Il viaggio durò per quella che sembrò un'eternità.
In un nervoso silenzio, Chao e Chisame viaggiavano affiancate proteggendosi dalle intemperie col mantello datogli, camminando in mezzo ai tre uomini.
Marcus faceva strada, con passo sicuro si apriva la strada tra arbusti ed erbacce mentre dietro, senza dire una parola, viaggiavano Erik ed Arthur.
“Ecco... posso farle ora una domanda, signor Holyway? Non centra niente col villaggio o con chi siete.” chiese Chisame, col respiro affannato. Non era abituata a tutto quel camminare.
“Certamente! Su: dimmi!” rispose lui senza voltarsi.
“Sì, insomma... ma siamo davvero in Galles? Cioè... non ricordo di queste grandi foreste, dai libri di geografia che ho studiato, insomma: ci dovrebbero essere sterminati pascoli al loro posto. E perché non abbiamo ancora incrociato una strada? Anche solo di quelle sterrate di campagna... Con un'auto faremmo decisamente prima... Mi scusi, cosa ho detto di tanto buffo?”.

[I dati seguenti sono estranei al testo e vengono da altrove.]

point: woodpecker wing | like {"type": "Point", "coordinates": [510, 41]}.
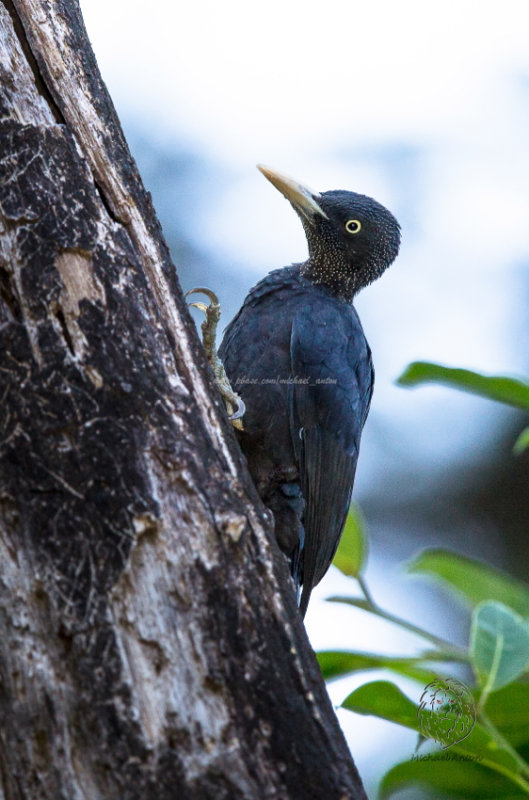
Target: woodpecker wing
{"type": "Point", "coordinates": [332, 384]}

“Scusa... scusa...” rispose ridacchiando Marcus “è che dici cose così... strane!Una cosa? Comunque... Sì, siamo in Galles. E, no: quello che dicono i tuoi libri di 'geografia' è decisamente errato. E' vero che sono presenti vari pascoli, ma qui il terreno è principalmente boschivo! Per quanto riguarda le strade... bhe... semplicemente non ci sono! L'unica cosa che si può chiamare strada in questo posto è quella che conduce da Castel Grigio a Cardiff, passando per il villaggio” rispose serenamente l'uomo, lasciando alquanto interdetta la ragazza con gli occhiali.
“Oh, ecco! Ci siamo!” aggiunse dopo pochi minuti: davanti a loro si aprì un dolce pendio, su cui era edificato un piccolo villaggio, con tutte le strutture principalmente in legno e quella che probabilmente sarebbe divenuta una chiesa al centro, ancora in costruzione.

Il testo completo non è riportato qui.